John Redfearn Austin - High Wycombe 41 Club
1938 - 2016
John was born in The Shrubbery Nursing Home in High Wycombe on February 18th, 1938. He commenced his Secondary education at Mill End Road School and, in those days, the 13+ exam existed, which John took and passed, allowing him to continue his education at The Royal Grammar School, High Wycombe.
Woodwork was also taught at the R.G.S, at which John excelled. He also played rugby for the School, becoming prop forward for the senior team. National Service intervened and John joined The Royal artillery, rising to the rank of Sergeant and NEVER forgetting his Army number. He was offered a commission just before he was due to leave, which he declined, but, in later years, expressed regret for not having taken the offer up.
John was a lover of sport and “open space”, playing in the second row for High Wycombe R.U.F.C., and becoming a crack-shot at game-shooting. Woodwork was a passion for him and he worked initially for well-known furniture manufacturers in the town, before spending some time in South Africa, a country which he loved.
On his return to the U.K., John became a Director of an Architectural Joinery company, one of his most admired projects being a wooden bridge to span a large lake in North Dean – a village close to his home.
The recession of 1990 caused the demise of his Joinery company, but he went on to set up Croft Enterprises – a construction and joinery company, which he remained with until his retirement.
He loved golf and had played Junior tennis for Buckinghamshire. Not only was he a supportive member of 41 Club, he had been a Parish Councillor and a member of the Guarantors – a group of local business men who invited local elderly people to a Christmas Dinner every year, complete with superb entertainment.
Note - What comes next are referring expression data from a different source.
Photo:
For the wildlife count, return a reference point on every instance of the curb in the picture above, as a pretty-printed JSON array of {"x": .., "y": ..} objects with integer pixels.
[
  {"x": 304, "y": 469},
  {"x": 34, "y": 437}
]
Sadly, ill-health took over his life, to the point at which he became bed-ridden, spending the last eight weeks of his life in the Florence Nightingale Hospice. In spite of the situation, his sense of humour was not affected and many a District Nurse visiting John were heard singing “naughty” rugby songs at the tops of their voices.
He was allowed home for a short period and had been looking forward to watching the Six Nations Rugby competition, but, sadly, passed away just before England won the “Grand Slam”.